The series features various teenagers and adults who create challenges for Greg and his family. For example, Bill Walter is a 35-year-old unemployed musician that Rodrick admires, which frustrates Frank. Bill serves as a cautionary tale of what Rodrick might become if he doesn't pay attention to his future. Greg also frequently encounters aggressive bullies like Pete Hosey, a hostile teen who harasses him on Halloween, and vacation nuisances like the Beardos, a loud family that consistently wrecks the Heffleys' road trip in The Long Haul. Even younger kids act as antagonists, such as Taylor Pringle, a highly aggressive little girl who goes out of her way to embarrass and physically attack Greg in the live-action films.

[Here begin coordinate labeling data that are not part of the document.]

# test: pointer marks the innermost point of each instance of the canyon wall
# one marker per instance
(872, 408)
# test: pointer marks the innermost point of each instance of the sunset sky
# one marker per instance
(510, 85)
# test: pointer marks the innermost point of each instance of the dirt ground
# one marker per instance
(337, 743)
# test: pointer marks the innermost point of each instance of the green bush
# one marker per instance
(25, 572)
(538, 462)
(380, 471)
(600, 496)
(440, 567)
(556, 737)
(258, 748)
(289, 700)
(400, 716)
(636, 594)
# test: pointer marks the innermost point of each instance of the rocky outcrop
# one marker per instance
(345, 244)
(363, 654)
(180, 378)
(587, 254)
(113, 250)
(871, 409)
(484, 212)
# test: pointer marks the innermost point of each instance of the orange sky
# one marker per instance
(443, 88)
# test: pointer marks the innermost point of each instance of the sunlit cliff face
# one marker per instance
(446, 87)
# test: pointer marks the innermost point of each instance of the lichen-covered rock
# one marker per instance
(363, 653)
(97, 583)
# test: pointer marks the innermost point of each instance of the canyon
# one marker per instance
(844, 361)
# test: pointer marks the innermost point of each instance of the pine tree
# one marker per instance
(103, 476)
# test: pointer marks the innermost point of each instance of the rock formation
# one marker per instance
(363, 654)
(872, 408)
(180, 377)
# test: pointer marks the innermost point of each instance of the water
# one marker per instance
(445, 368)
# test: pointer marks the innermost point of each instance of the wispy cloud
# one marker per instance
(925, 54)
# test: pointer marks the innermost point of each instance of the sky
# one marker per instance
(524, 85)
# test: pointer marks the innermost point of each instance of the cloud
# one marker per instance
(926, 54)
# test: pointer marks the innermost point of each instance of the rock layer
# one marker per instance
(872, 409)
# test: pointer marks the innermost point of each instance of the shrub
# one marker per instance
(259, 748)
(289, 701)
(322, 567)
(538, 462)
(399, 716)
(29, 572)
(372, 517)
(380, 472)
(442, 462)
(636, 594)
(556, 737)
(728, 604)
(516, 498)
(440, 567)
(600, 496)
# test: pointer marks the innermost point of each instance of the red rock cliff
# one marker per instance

At school and in the neighborhood, authority figures and rival families increase the pressure Greg and his dad experience. Frank Heffley is deeply insecure about the Warrens, a highly athletic and successful family that constantly makes Frank want to force Greg into being more masculine. At school, Greg faces tired, cynical staff members, including his resentful history teacher, Mr. Huff, and the school's corrupt founder, Larry Mack Sr., who secretly stole school funds to open car dealerships. Meanwhile, characters like Lenwood Heath—a former teen delinquent who turns his life around after being sent to a strict military academy—are often used by Frank as a threat to send Greg away whenever he misbehaves.

The books also make fun of the media, internet culture, and folklore that middle schoolers love. A big recurring joke is Rowley's blind loyalty to Joshie, a European pop singer clearly aimed at young kids and girls. On the other hand, Rodrick is obsessed with the aging and dysfunctional members of the heavy metal band Metallichihuahua, whose failed careers, petty rivalries, and legal issues are heavily discussed in Diper Överlöde. The series explores internet fame through characters like Mac Digby, a parody of loud YouTube gamers, and delves into childhood superstitions with Silas Scratch, a made-up campfire legend created by Frank years ago to keep other campers away from a comfy maintenance shed.

Finally, the Heffleys' town has many one-note characters and neighbourhood extras who exist to make Greg's life a bit more awkward. This includes kids like Scotty Douglas, a silly first-grader who looks just like Greg's awful comic strip drawings, or classmates defined by a single embarrassing incident, like Cody "Dookie" Johnson. From grumpy neighbours who refuse to pay for yard work to random background names like the extremely competitive Woodley brothers, these minor characters add to the chaotic, slightly absurd world of Greg's hometown. They usually appear just long enough to deliver a quick joke or accidentally foil one of Greg's selfish plans.

== Pets ==

The various pets in the series often highlight the Heffley family's dysfunction or serve as jokes in ongoing gags. For instance, Sweetie is a dog that Frank buys because he feels guilty about his childhood pet Nutty. However, Sweetie’s demanding behavior and laziness eventually cause the family to give him to Gramma. Similarly, the pet pig that Manny wins adds a touch of absurdity to the later books, as it shows human-like intelligence that often frustrates Greg. Other animals, like the brothers' briefly owned fish or Aunt Veronica’s famous dog Dazzle on social media, highlight the differences between Greg and his siblings or poke fun at modern trends like influencer culture. These pets aren’t shown as typical companions, and they primarily act as sources of chaos that disrupt the family’s daily life and expose the character flaws of the people around them.